Diagnostic & Prognostic Utility of Mast Cells
While the researchers noted that evidence on the clinical and prognostic role of mast cells in CRSwNP is highly variable, they also described several ways mast cells could serve as prognostic and predictive factors in treating nasal polyps.
For example, one study in their review found a positive correlation between membrane IgE-positive cells and the radiological severity score in patients with CRSwNP. Another small study found that the number of mast cells in resected polyps negatively correlated with the risk for recurrence. The researchers also described a study in which, after the exclusion of AERD, mast cells were more abundant in patients with plasma cell-dominant CRSwNP versus eosinophil-dominant cases; subjective symptoms measured by the sinonasal outcome test 22 were worse in the former group.

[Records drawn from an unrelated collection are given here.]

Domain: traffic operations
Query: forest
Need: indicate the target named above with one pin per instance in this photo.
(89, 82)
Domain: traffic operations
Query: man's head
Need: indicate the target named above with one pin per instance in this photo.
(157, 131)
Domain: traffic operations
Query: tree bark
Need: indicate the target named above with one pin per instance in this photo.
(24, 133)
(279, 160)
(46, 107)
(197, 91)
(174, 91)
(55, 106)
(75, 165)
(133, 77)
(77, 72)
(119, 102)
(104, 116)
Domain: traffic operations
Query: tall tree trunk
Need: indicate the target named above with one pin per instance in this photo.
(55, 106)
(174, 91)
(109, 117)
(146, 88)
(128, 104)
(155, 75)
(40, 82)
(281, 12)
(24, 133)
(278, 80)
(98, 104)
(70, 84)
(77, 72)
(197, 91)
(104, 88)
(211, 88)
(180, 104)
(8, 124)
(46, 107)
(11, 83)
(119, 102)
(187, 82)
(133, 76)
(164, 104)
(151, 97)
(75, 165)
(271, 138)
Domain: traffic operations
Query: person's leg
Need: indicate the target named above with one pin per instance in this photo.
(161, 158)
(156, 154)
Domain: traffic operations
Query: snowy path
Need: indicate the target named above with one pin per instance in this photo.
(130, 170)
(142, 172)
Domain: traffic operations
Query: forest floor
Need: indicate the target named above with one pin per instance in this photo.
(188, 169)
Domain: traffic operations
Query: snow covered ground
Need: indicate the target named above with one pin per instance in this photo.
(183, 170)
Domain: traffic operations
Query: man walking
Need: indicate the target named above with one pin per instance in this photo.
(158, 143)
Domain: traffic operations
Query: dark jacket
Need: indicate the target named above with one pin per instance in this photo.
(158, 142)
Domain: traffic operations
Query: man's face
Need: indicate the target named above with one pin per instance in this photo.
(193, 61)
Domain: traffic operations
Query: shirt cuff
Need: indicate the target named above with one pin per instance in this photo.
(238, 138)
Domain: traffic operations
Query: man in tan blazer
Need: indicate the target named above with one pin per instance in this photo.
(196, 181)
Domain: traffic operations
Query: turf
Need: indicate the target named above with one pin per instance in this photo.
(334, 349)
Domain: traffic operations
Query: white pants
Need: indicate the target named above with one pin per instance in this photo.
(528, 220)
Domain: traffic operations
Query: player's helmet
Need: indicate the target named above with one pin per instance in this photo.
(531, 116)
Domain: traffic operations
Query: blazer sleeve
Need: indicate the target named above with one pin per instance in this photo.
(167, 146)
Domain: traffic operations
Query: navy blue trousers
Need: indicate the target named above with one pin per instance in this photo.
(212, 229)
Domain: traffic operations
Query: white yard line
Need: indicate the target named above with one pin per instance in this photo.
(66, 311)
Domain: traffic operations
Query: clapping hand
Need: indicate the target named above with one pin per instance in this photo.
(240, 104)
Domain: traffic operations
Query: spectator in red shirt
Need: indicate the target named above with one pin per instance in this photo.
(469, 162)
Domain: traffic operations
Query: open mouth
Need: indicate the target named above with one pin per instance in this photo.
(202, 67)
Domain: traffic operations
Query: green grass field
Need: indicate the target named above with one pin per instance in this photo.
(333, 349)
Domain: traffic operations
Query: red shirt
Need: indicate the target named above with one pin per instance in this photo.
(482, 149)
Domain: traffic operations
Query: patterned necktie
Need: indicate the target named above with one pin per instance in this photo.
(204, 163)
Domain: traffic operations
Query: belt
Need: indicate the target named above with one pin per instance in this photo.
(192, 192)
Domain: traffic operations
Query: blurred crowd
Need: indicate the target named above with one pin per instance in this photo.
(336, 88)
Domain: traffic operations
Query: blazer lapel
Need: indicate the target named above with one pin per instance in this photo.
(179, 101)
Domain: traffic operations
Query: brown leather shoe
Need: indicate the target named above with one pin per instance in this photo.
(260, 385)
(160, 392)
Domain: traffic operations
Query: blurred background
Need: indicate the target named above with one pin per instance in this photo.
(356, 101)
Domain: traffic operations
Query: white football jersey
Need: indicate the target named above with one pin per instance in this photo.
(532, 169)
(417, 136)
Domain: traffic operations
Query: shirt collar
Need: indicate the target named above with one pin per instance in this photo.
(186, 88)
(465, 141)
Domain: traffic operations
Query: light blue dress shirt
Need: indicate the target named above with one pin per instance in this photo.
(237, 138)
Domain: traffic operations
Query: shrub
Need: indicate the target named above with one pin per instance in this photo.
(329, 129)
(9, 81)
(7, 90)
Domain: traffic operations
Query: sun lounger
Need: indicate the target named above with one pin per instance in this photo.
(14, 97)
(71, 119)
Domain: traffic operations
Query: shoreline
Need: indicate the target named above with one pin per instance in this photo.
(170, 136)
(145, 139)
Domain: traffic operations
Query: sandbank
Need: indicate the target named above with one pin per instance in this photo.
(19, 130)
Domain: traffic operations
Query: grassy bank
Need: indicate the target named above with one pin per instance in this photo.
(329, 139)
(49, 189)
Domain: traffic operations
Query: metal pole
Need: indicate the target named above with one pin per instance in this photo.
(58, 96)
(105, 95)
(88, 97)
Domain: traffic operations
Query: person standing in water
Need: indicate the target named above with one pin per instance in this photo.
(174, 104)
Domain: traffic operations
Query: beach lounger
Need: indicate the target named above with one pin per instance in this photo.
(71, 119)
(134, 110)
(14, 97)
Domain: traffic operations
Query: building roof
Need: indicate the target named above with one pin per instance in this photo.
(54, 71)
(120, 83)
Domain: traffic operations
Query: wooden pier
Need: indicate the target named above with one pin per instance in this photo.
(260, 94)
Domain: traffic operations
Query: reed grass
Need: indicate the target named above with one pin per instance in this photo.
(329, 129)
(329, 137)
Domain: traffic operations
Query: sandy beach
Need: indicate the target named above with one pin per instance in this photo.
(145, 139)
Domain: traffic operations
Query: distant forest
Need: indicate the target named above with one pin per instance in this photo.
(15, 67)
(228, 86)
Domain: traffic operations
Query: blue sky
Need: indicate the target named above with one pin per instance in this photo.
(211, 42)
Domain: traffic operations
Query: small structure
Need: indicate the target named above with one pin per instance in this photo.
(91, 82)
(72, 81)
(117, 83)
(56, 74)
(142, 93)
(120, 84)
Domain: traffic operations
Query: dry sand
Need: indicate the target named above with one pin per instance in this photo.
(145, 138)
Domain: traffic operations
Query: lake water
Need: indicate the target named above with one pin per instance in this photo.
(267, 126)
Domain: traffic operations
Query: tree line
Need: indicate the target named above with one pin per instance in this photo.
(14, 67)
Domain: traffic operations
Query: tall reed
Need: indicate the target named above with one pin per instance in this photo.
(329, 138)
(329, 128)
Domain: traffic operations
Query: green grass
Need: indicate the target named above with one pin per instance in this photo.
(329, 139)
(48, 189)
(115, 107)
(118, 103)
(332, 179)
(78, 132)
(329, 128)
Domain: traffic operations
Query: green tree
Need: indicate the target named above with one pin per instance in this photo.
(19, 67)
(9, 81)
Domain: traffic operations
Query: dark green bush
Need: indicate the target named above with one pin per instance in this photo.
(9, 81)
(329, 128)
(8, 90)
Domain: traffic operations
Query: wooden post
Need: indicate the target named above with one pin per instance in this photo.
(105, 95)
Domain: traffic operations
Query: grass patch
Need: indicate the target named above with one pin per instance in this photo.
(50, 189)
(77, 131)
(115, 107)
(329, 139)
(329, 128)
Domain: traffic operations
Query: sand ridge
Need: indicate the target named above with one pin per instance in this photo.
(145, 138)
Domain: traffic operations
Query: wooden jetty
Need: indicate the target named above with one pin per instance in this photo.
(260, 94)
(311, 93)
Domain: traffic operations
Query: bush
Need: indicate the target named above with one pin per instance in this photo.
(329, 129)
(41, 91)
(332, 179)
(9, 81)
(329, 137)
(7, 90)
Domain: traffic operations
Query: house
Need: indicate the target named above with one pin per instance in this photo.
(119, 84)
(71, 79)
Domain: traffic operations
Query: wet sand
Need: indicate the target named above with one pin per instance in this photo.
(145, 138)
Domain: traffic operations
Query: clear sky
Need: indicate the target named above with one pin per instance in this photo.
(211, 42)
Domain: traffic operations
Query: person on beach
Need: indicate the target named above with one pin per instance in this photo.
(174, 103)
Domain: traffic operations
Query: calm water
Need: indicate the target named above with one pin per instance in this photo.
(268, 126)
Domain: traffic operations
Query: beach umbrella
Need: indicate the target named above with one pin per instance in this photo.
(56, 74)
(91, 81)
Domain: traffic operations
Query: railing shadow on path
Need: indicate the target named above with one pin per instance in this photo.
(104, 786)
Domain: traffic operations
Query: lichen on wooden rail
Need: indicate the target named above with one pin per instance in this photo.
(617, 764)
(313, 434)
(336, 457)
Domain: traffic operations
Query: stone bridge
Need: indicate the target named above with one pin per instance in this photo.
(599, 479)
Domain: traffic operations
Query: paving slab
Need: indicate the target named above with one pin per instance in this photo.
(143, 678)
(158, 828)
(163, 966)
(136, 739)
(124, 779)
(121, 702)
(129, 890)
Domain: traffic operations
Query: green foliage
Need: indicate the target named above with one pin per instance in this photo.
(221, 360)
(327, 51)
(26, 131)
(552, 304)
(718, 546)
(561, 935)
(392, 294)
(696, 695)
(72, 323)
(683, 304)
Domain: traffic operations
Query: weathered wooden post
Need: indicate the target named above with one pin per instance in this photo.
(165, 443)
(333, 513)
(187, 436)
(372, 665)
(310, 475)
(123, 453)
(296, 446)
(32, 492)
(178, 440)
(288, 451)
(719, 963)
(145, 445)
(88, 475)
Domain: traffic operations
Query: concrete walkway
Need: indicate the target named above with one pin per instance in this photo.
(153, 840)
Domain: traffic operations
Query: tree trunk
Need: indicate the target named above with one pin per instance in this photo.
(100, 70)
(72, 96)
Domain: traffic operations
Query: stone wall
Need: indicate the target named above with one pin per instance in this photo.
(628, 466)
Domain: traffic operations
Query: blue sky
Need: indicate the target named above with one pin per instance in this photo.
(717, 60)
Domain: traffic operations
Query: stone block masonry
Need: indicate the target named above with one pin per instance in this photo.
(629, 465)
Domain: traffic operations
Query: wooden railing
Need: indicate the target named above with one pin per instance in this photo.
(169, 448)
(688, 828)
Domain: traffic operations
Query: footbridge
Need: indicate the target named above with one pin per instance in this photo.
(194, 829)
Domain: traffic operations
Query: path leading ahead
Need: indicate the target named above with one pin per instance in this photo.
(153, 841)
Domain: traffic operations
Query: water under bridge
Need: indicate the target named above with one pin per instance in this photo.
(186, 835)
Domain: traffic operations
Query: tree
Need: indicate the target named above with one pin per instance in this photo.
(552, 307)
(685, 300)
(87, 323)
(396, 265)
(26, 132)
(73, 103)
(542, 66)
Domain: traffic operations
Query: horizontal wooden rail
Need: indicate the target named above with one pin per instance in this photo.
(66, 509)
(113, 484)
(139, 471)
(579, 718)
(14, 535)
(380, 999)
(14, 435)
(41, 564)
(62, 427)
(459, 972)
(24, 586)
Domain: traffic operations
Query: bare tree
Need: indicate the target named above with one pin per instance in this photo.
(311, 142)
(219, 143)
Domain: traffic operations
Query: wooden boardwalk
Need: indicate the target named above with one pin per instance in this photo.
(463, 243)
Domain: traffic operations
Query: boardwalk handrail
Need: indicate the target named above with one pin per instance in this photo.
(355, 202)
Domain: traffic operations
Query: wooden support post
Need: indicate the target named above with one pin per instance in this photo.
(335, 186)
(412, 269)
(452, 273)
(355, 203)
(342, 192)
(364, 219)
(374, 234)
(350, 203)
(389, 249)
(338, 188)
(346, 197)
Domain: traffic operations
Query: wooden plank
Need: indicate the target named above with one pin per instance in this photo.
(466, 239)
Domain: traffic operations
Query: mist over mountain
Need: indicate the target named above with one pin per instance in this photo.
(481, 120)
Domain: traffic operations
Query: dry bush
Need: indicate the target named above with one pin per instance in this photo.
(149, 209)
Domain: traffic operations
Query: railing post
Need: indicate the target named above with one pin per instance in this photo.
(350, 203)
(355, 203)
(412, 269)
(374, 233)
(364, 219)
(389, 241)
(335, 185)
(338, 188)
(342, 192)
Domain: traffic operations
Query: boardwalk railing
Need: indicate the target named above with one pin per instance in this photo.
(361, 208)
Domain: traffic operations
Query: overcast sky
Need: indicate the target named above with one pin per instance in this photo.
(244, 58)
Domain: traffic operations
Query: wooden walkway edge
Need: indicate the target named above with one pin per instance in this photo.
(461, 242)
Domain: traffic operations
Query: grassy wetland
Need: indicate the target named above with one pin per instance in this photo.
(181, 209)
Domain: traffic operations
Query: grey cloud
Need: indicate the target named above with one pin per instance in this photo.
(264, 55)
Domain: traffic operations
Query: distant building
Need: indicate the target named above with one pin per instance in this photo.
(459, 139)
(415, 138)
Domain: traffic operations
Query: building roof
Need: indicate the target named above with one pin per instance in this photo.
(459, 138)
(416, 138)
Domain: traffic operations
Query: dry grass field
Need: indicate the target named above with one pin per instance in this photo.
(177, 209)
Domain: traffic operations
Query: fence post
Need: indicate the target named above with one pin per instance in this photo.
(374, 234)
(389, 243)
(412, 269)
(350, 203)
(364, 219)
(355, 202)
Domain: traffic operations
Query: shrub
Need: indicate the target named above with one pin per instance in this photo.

Dr. Pucillo and colleagues point to the potential of nasal cytology for translating basic research into clinical practice, citing one study that found the cytology and immunohistochemistry of nasal polyps to be comparable for the measuring of intraepithelial mast cells (P=0.002). In addition, a histological cut-off of six intraepithelial mast cells was determined as a potential marker to identify severe CRSwNP (P<0.001).
Targeting Mast Cells to Improve Treatments
“Recent studies have identified distinct [mast cell] phenotypes in nasal polyps, suggesting their crucial role in the development and progression of this disorder,” the researchers wrote. “As our understanding of the molecular mechanisms underlying CRSwNP continues to evolve, future research may uncover novel therapeutic strategies that directly target [mast cells] or their downstream signaling pathways. By targeting [mast cells], it may be possible to develop more effective and personalized treatments for CRSwNP, improving the quality of life for patients with this debilitating condition.”